Stiamo parlando delle Decentralized Applications, anche note come dApps. Le dApps nascono insieme alle blockchain programmabili, a partire da Ethereum, e sono caratterizzate da elementi quali trasparenza e (ri)programmabilità.
Le dApps sono trasparenti poiché il loro funzionamento è completamente verificabile essendo costruite totalmente su righe di codice. Nell’ecosistema blockchain si dice che “the code is law”, ovvero “il codice è legge”: qualsiasi cosa scritta è (nel bene o nel male) riportata esattamente dalla applicazione decentralizzata analizzata.
Le dApps sono programmabili e riprogrammabili, poiché basta una modifica agli smart contract che gestiscono tutta l’architettura delle stesse per poter modificare completamente il loro funzionamento e il fine ultimo.

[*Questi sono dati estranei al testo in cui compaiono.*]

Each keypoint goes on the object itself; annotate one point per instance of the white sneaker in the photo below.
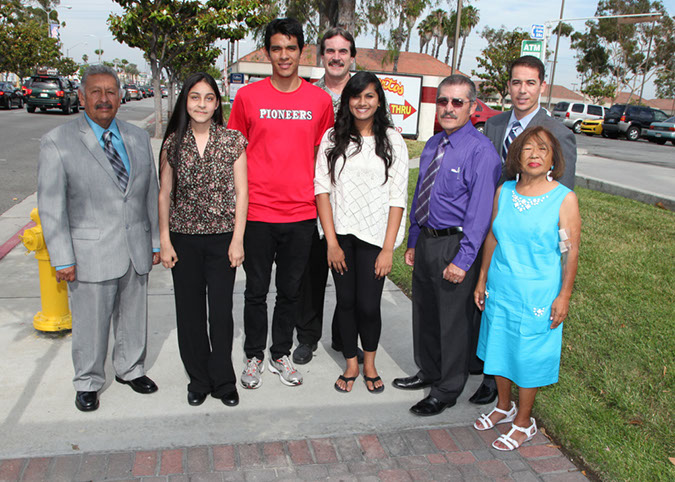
(286, 371)
(251, 377)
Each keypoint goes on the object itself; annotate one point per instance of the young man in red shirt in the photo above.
(283, 117)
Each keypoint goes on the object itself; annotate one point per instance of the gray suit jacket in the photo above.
(495, 129)
(86, 218)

Capire il funzionamento delle dApps è importante poiché permette, a chiunque voglia sfruttare questa tecnologia, di trasformare in realtà qualsiasi idea, partendo dalla sola conoscenza della programmazione. La mancata presenza di un intermediario volto a validare le stesse è (come sempre) sia un bene che un male:
• un bene, poiché chiunque può sviluppare dApps e proporle al mercato;
• un male, poiché attori malevoli potrebbero creare smart contract volti a frodare gli utenti che interagiscono con l’applicazione stessa, in completo disaccordo con la sacra regola “Don’t be Evil” professata da Google.
Nonostante questa sempiterna dicotomia, l’attenzione verso l’ecosistema delle dApps è decisamente in crescita, come dimostra il grafico per il mercato ad oggi più florido e attivo, cioèquello americano.
È prevista, dunque, una crescita lenta e costante fino al 2027, per poi vedere un picco nel triennio 2028-2030, dove è prevista una adozione della tecnologia blockchain decisamente maggiore.
Tra le dApps più famose sul mercato, vale la pena citare:
• Uniswap, primo protocollo di Decentralized Exchange, volto a permettere uno scambio tra digital assets senza dover passare da un sistema gestito da un ente centrale;
• Aave, piattaforma completamente decentralizzata che permette di ottenere prestiti collateralizzando i digital assets detenuti e non passando (anche qui) da entri centrali;
• Maker DAO, prima piattaforma a introdurre una stablecoin (DAI) per poter garantire ed ottenere prestiti, nonché sfruttare la finanza decentralizzata per sviluppare ulteriori opportunità;
• OpenSea, marketplace decentralizzato di acquisto e vendita di NFT.
“Creativity is the limit”, quindi, quando si parla di dApps: le opportunità offerte sono davvero illimitate.